That said, I do have a few suggestions of things that not everyone has tried. These are certainly not rules, although I do strongly reccommend considering the rationale behind my method of giving and getting numbers in order to increase your chances and help judge whether someone is giving you their number to get rid of you or because they're genuinely interested.
If you want to cut the bullshit and be sure there's mutual interest, it's a good idea to be specific. Here are some examples:
Person getting the number:
Option 1: "Would Monday evening be a good time to call? ... OK, I'll call you around 6 on Monday."
Option 2: "Is there any time you'd prefer I call? ... You're busy until Thursday but will be home mid-afternoon? I'll give you a call around 3 then."
Person giving the number:
Option 1: "So, when should I expect to hear from you? I have a busy schedule and if you know you'll be free I can tell you if I'll be around or if you should leave a message."
Option 2: "I'm at work and going to a friend's place tomorrow, but if you call me on Monday night I should be free."

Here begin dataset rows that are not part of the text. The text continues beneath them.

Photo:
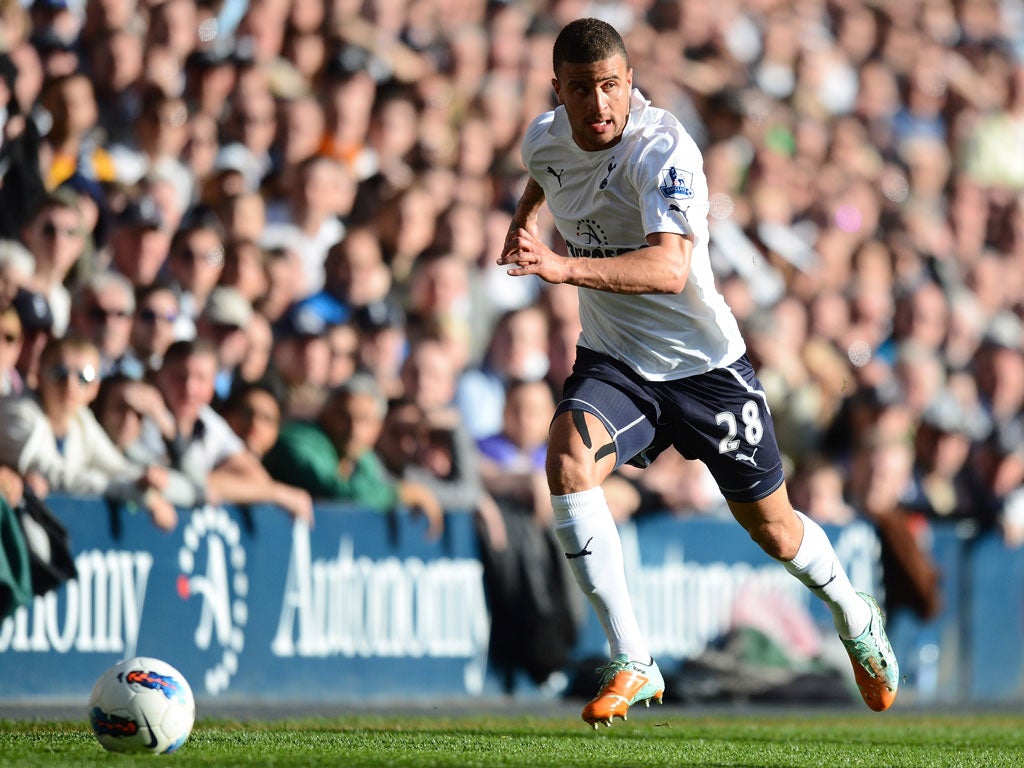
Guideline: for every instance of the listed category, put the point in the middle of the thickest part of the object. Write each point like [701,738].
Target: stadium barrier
[251,606]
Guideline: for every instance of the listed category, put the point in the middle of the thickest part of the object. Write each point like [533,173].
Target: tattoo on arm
[581,425]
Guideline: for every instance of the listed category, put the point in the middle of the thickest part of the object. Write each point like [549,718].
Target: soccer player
[660,360]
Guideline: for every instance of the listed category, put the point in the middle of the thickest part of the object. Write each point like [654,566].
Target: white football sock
[817,567]
[588,534]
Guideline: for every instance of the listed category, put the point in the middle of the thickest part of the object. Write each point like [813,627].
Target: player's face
[596,97]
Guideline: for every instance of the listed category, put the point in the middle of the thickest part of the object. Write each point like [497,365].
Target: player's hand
[525,254]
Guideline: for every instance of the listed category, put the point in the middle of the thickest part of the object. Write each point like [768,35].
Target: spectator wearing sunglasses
[52,439]
[153,331]
[55,236]
[102,311]
[10,348]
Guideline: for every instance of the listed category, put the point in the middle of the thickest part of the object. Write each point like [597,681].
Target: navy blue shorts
[720,418]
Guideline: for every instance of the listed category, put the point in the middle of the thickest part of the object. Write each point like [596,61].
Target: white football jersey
[605,203]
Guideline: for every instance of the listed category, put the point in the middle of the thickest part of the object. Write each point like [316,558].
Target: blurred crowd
[248,251]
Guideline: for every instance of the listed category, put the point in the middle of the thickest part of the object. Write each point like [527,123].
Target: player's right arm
[525,213]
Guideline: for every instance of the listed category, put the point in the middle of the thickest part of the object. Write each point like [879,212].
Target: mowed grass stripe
[649,738]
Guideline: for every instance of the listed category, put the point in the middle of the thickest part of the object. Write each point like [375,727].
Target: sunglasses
[61,374]
[98,314]
[152,315]
[51,230]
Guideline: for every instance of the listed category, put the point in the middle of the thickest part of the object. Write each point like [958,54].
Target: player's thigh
[722,419]
[581,453]
[597,427]
[771,522]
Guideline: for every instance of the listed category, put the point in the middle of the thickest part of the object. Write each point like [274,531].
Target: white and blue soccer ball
[141,705]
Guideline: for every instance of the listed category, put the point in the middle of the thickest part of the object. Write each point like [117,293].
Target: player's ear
[558,89]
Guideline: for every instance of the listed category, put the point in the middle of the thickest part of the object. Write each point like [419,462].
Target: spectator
[55,236]
[998,369]
[256,366]
[383,343]
[153,329]
[139,241]
[72,140]
[195,264]
[224,320]
[203,445]
[310,220]
[37,330]
[253,411]
[16,266]
[57,445]
[880,480]
[102,311]
[10,349]
[428,378]
[942,444]
[333,458]
[301,363]
[343,342]
[518,349]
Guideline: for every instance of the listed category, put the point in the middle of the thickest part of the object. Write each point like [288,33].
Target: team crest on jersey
[677,183]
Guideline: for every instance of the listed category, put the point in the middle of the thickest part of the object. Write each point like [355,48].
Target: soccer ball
[141,705]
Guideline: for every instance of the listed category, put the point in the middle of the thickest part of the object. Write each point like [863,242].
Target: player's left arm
[660,267]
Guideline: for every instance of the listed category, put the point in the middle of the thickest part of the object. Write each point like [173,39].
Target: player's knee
[568,473]
[775,538]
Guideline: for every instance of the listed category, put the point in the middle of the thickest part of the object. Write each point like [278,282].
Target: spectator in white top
[56,443]
[203,445]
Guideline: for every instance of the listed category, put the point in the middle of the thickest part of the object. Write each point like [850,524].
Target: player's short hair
[586,41]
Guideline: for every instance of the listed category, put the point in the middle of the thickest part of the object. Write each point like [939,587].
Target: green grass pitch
[651,737]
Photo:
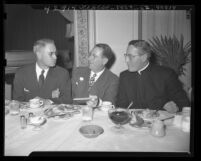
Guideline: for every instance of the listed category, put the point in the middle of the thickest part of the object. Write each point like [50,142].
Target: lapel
[101,80]
[33,76]
[86,76]
[49,78]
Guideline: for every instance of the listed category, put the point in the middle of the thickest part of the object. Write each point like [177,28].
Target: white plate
[43,121]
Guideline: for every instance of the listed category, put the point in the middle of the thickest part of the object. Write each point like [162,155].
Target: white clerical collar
[98,74]
[139,71]
[38,71]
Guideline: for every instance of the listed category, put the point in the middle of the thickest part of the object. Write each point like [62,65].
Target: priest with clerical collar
[148,85]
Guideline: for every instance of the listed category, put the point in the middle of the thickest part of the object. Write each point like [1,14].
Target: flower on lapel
[81,79]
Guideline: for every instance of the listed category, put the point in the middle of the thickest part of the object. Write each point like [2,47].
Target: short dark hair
[142,45]
[107,51]
[41,43]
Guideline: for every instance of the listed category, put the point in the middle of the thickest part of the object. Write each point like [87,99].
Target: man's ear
[105,60]
[144,57]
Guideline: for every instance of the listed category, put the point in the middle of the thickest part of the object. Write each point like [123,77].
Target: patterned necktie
[41,79]
[92,80]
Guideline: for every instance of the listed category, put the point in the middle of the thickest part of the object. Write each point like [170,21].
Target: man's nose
[54,56]
[127,59]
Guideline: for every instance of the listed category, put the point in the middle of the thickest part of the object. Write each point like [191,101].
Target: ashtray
[91,131]
[37,121]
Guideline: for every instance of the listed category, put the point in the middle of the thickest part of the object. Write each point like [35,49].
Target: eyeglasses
[130,56]
[52,53]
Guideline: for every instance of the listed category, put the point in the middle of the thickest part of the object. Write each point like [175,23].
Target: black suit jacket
[26,84]
[155,86]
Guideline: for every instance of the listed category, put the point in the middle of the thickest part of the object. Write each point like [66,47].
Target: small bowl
[91,131]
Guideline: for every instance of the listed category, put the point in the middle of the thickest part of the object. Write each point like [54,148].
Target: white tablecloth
[64,135]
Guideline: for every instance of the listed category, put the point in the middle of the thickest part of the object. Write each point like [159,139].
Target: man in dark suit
[148,85]
[43,78]
[96,79]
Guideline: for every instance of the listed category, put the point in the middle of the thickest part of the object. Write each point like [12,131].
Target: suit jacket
[155,86]
[26,84]
[105,87]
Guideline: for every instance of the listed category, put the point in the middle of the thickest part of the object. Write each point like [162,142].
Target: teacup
[106,105]
[35,103]
[14,107]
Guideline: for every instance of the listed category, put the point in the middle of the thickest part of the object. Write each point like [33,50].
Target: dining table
[63,135]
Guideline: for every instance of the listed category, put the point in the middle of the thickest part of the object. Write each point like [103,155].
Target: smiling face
[135,59]
[96,60]
[46,56]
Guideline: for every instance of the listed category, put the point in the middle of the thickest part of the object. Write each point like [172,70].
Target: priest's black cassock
[151,88]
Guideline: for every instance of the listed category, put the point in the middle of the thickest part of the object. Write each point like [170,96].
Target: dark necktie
[41,79]
[92,80]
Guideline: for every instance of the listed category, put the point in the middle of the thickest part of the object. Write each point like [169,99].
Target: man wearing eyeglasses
[96,80]
[148,85]
[43,78]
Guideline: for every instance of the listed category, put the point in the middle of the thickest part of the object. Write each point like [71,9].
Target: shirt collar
[39,70]
[97,74]
[139,71]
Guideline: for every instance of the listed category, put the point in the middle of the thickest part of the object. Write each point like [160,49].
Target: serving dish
[37,120]
[91,131]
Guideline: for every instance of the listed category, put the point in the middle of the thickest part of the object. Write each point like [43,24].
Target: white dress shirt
[39,70]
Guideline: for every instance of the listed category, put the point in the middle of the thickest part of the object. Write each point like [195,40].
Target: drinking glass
[14,107]
[119,117]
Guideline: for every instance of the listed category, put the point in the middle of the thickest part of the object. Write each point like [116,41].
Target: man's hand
[55,93]
[171,107]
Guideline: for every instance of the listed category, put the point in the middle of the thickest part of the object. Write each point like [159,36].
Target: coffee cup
[35,103]
[106,105]
[14,107]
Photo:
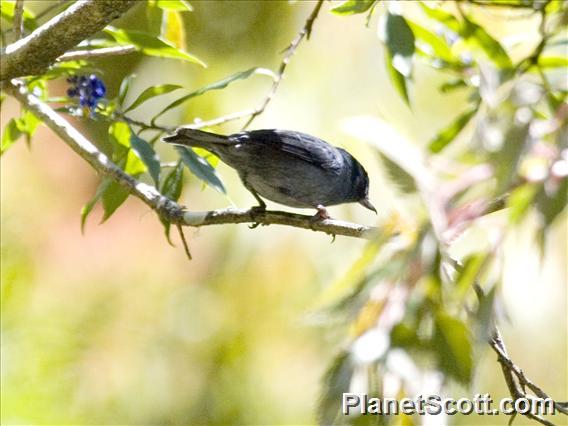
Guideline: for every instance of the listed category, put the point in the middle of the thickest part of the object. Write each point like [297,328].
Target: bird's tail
[195,138]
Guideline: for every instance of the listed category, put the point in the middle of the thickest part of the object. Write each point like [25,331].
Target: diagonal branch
[34,53]
[163,206]
[289,52]
[19,19]
[104,52]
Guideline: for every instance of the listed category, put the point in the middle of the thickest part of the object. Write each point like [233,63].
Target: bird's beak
[366,203]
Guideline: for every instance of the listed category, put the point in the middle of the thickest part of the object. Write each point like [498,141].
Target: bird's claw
[321,214]
[255,211]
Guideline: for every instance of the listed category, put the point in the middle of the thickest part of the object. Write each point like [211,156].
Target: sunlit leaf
[152,92]
[7,12]
[173,28]
[87,208]
[478,37]
[402,180]
[552,201]
[352,7]
[221,84]
[399,39]
[175,5]
[520,200]
[335,382]
[119,133]
[146,153]
[553,62]
[453,347]
[200,168]
[446,136]
[151,45]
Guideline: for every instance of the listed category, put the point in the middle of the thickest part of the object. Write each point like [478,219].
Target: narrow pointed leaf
[453,347]
[151,45]
[113,196]
[146,153]
[352,7]
[152,92]
[200,168]
[87,208]
[221,84]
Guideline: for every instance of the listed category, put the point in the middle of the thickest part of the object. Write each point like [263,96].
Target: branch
[289,52]
[514,377]
[19,19]
[163,206]
[34,53]
[97,53]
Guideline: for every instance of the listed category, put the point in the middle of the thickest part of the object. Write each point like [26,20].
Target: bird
[288,167]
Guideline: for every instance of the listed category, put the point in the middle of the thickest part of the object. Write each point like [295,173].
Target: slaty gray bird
[288,167]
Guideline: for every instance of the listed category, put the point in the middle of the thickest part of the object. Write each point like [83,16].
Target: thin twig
[289,52]
[33,54]
[104,52]
[514,377]
[163,206]
[502,4]
[51,8]
[18,20]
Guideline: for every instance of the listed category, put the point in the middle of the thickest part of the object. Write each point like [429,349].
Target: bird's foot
[322,213]
[254,211]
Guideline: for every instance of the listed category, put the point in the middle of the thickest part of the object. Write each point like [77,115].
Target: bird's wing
[296,144]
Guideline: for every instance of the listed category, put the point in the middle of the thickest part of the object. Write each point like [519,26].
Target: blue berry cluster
[89,89]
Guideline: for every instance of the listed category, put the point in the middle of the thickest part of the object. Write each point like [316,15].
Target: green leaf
[124,86]
[29,124]
[352,7]
[433,43]
[7,12]
[11,134]
[442,16]
[397,79]
[151,45]
[119,133]
[87,208]
[400,43]
[477,37]
[173,28]
[403,181]
[399,39]
[221,84]
[453,347]
[171,188]
[553,62]
[446,136]
[520,200]
[173,182]
[200,168]
[146,153]
[174,5]
[113,196]
[552,201]
[468,274]
[336,381]
[152,92]
[452,85]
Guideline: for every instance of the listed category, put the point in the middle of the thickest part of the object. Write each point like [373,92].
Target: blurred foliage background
[116,327]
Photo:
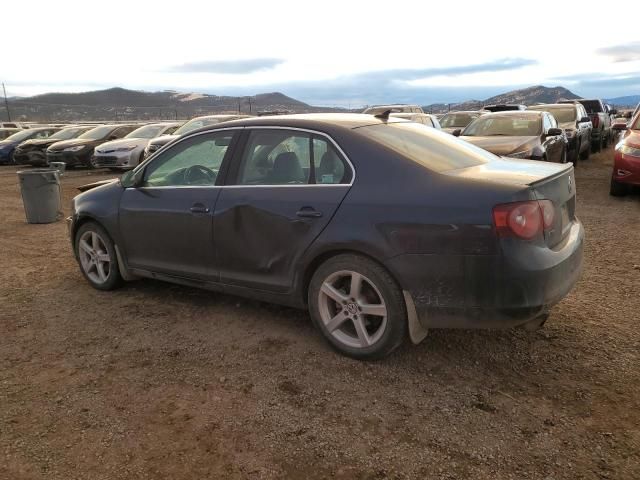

The trick here is that you can prove that you're both reliable, and both of you know that there's genuine interest. The ideal thing to do is exchange numbers just in case someone loses it (you're probably both drunk when you meet, right?)
As for the number of calls, leave a brief but not boring message that clearly identifies you (name, where you met,) either leave your number if you didn't give her yours, don't leave it if you did (you'll see why in a bit,) mention something you talked about ("It was cool to find someone else who likes to talk about philosophy as much as I do,") or what you did ("I had a great time dancing with you, I'd love to do it again sometime,") then hang up and give her a few days to call you back.
If you're really interested, give her a reasonable amount of time to call you back (use your judgment on what's reasonable. For example if you're both in college and on break you'd wait less time than if you were out for one last night of boozing before finals week, and if she's a tax attorney she would call you back quicker if you left the message on April 16 than if you left it on April 12th, you get the idea,) then leave a second message saying something like, "Hi, it's [your name], I called the other day when you said you'd probably be around and I thought I'd hear from you by now." If you exchanged numbers and therefore didn't leave it with the first message, you can say "If you lost my number it's ..." and if you left it with the first message say something like "And again, my number is ..."
If you don't get a call back after the second call, she's not interested. The point of the second call if you're really interested is to 1: rule out the chance that something completely unexpected prevented her from getting the first message; 2: let her know that it's fine to call a bit later if she wasn't sure before and warmed up to the idea of getting together since the first call but didn't know if too much time had passed; 3: convince someone who's still unsure that you're definitely interested and might be worth it.
There is no one method that will work for everyone and nothing will work on everyone. You have to be willing to accept failure to ensure success. Keep trying and you won't have to fit into a mold and obey any rules to succeed and be happy.